Friday 15 November 2019
Afrique

Forum Russie-Afrique: Nathalie Yamb, « L’Afrique francophone est encore aujourd’hui en octobre 2019, sous le contrôle de la France »

Mamadou Koulibaly était invité à Sotchi par le Président russe Vladimir Poutine pour prendre part au Sommet Russie-Afrique. Le Président de Lider avait à ses côtés Nathalie Yamb, sa Conseillère exécutive, qui fut une brillante intervention sur les urgences de développement de l’Afrique francophone, la souveraineté sur les valeurs africaines et le rôle que la Russie peut jouer. Lors de sa prise de parole, l’opposante ivoirienne a littéralement démonté le système françafricain et ses méfaits sur le développement des pays francophones.

Indépendance de l’Afrique, Nathalie Yamb appelle Poutine au secours
Le Forum Russie-Afrique s’est tenu les 23 et 24 octobre à Sotchi. Plus d’une quarantaine de Chefs d’État et de gouvernement africains étaient effectivement présents à ce Sommet pour booster la coopération russo-africaine. Aussi, Nathalie Yamb, collaboratrice de Mamadou Koulibaly, ancien ministre de l’Économie et des Finances, par ailleurs ancien Président de l’Assemblée nationale ivoirienne, a tenu à exprimer les « aspirations à la liberté, à la dignité, à la justice et à la propriété » du peuple africain.

Dénonçant l’omniprésence de la France dans les relations franco-africaines, Nathalie Yamb a déclaré : « Après l’esclavage, la colonisation, la pseudo indépendance, on ne nous a reconnu que le droit d’être libre, mais seulement, au sein de l’enclos français. L’Afrique francophone est encore aujourd’hui en octobre 2019, sous le contrôle de la France.
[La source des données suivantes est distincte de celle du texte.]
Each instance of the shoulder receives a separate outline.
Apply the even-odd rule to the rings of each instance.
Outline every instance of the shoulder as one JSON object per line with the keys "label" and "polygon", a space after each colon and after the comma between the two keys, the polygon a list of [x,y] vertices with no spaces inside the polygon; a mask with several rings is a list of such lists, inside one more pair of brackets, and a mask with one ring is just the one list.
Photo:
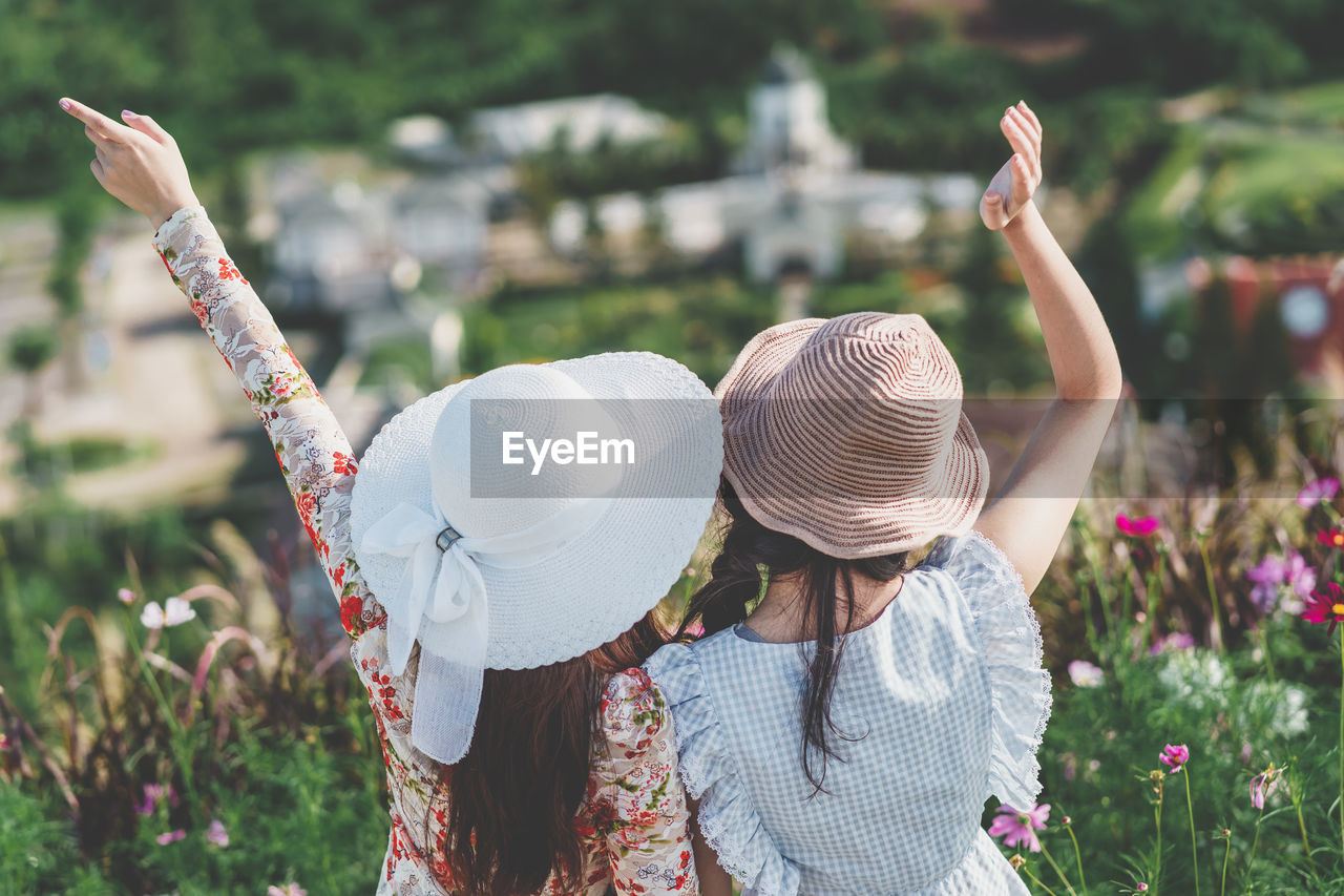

La France considère toujours le continent comme sa propriété. »

Poursuivant, Madame Yamb s’insurge contre le fait que la France continue de parler au nom de l’Afrique dans les Institutions internationales : « Les peuples d’Afrique, et particulièrement la jeunesse, revendiquent pourtant avec de plus en plus de vigueur, leur besoin de démocratie, leur droit à l’autodétermination, leur droit de décider avec qui ils veulent commercer, avec quoi ils veulent payer ce commerce, sans qu’on les place sous la tutelle d’une ex-puissance coloniale qui se place sur la scène internationale comme notre avocat. »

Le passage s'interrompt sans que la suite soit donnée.